Knee joints are composed of different tissues including cartilage, ligaments and meniscus. The meniscus has a role in stabilizing the knee joint and protects cartilage during walking and sporting activities. Damage to meniscus through activity or age-related degeneration are major factors in the development of whole joint diseases like osteoarthritis. This condition is the number one cause of disability in the United States, affecting over 27 million people in the USA alone. Despite substantial developments in surgical techniques, instrumentation, and orthopaedic devices, long-term clinical outcomes are not satisfactory. We propose a multidisciplinary approach by combining our knowledge of human meniscus biology, expertise in stem cell biology and specialized support structures (scaffolds) and tissue regeneration (engineering) to repair torn/damaged meniscus tissue and to regenerate a partial section of meniscus tissue. The objectives include the selection of the appropriate stem cell type, refinement of scaffold with optimal biomechanical properties, and construction of the net shape to aid in surgically implanting the generated meniscus tissue to survive in a knee joint of an appropriate animal model. The ideal combinations of cells and scaffold will be prepared for human clinical trials. Successfully treating meniscal injury and deficiency at an early stage will reduce the incidence of secondary osteoarthritis and lessen the burden on healthcare.

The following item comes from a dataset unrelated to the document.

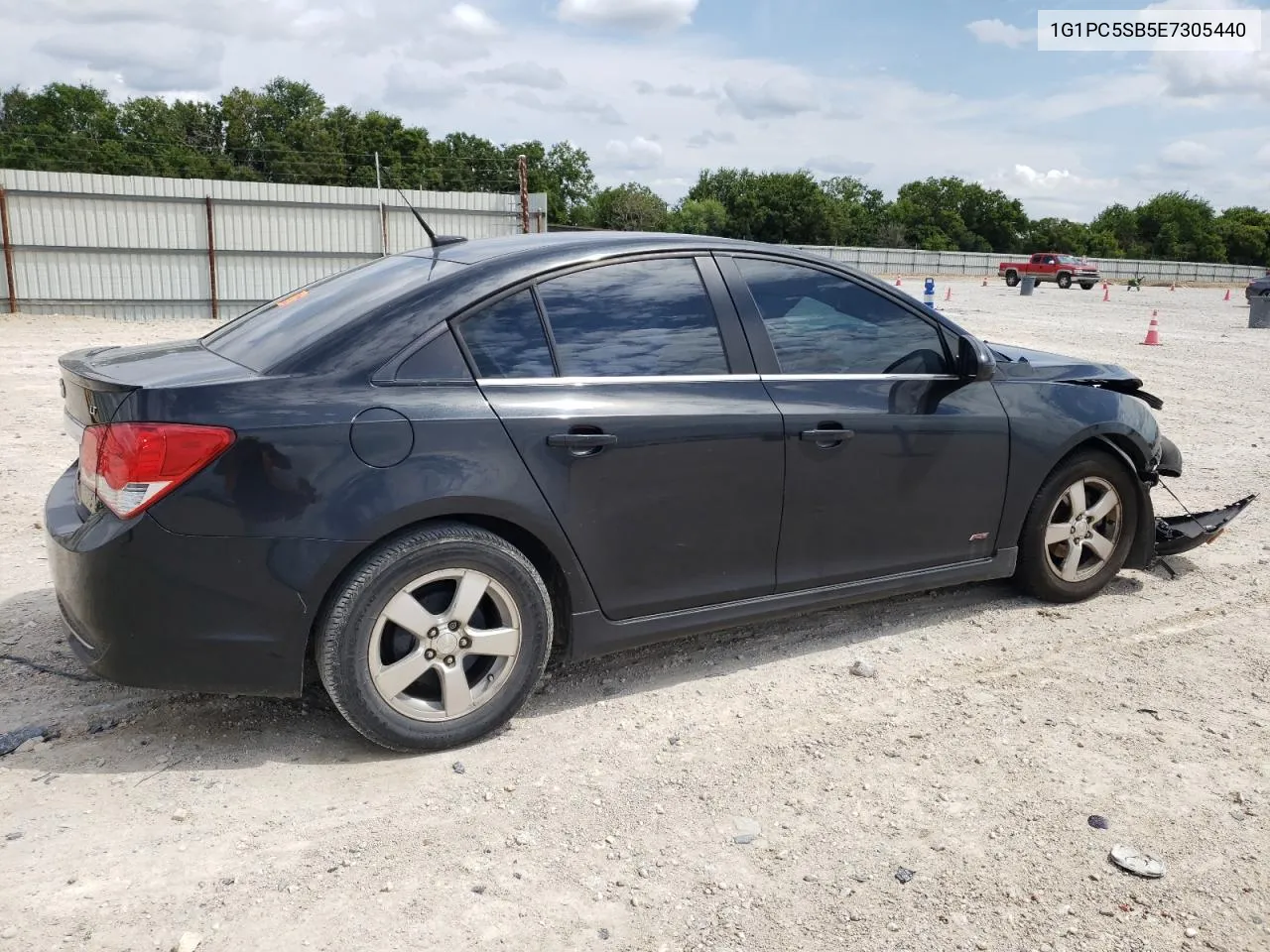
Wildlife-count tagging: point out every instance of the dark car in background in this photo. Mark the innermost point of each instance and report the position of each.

The menisci are key components of the normal knee joint and loss of a meniscus invariably leads to irreversible joint damage and secondary osteoarthritis (the annual cost of treating osteoarthritis exceeds $120B in the US). Due to lack of intrinsic healing, the standard treatment for meniscal injury is surgical resection which eventually leads to secondary osteoarthritis.
Biomimetic meniscal repair that replicates biological, biochemical and biomechanical functions and addresses the major weaknesses in current treatment is more likely to succeed.

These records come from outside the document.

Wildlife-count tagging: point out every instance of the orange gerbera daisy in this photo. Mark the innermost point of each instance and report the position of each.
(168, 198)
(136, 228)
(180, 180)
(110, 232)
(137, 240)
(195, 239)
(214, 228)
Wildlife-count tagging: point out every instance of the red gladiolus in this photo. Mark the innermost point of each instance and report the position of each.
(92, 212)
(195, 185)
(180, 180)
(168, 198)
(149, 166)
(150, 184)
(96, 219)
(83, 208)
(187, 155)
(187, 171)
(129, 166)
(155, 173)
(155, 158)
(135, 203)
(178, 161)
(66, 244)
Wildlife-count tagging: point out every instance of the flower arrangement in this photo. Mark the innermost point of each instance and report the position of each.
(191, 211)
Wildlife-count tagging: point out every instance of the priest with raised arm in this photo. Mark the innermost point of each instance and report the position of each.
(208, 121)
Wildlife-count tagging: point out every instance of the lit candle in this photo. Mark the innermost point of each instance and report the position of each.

This application addresses an unmet medical need that, if successfully developed and made available to patients, will represent a significant improvement upon the current standard of care. Successfully treating meniscal injury and deficiency at an early stage will reduce the incidence of secondary osteoarthritis and lessen the burden on healthcare.
This grant proposal falls under the mission statement of the CIRM for funding innovative research. A stem cell based approach for treating meniscal lesions is not represented in CIRM’s current Translation Portfolio. This proposal will also expand the field in a new direction and integrate multidisciplinary methods. If successful, this will further validate the significance of the CIRM program and will help maintain California's leading position at the cutting edge of biomedical research.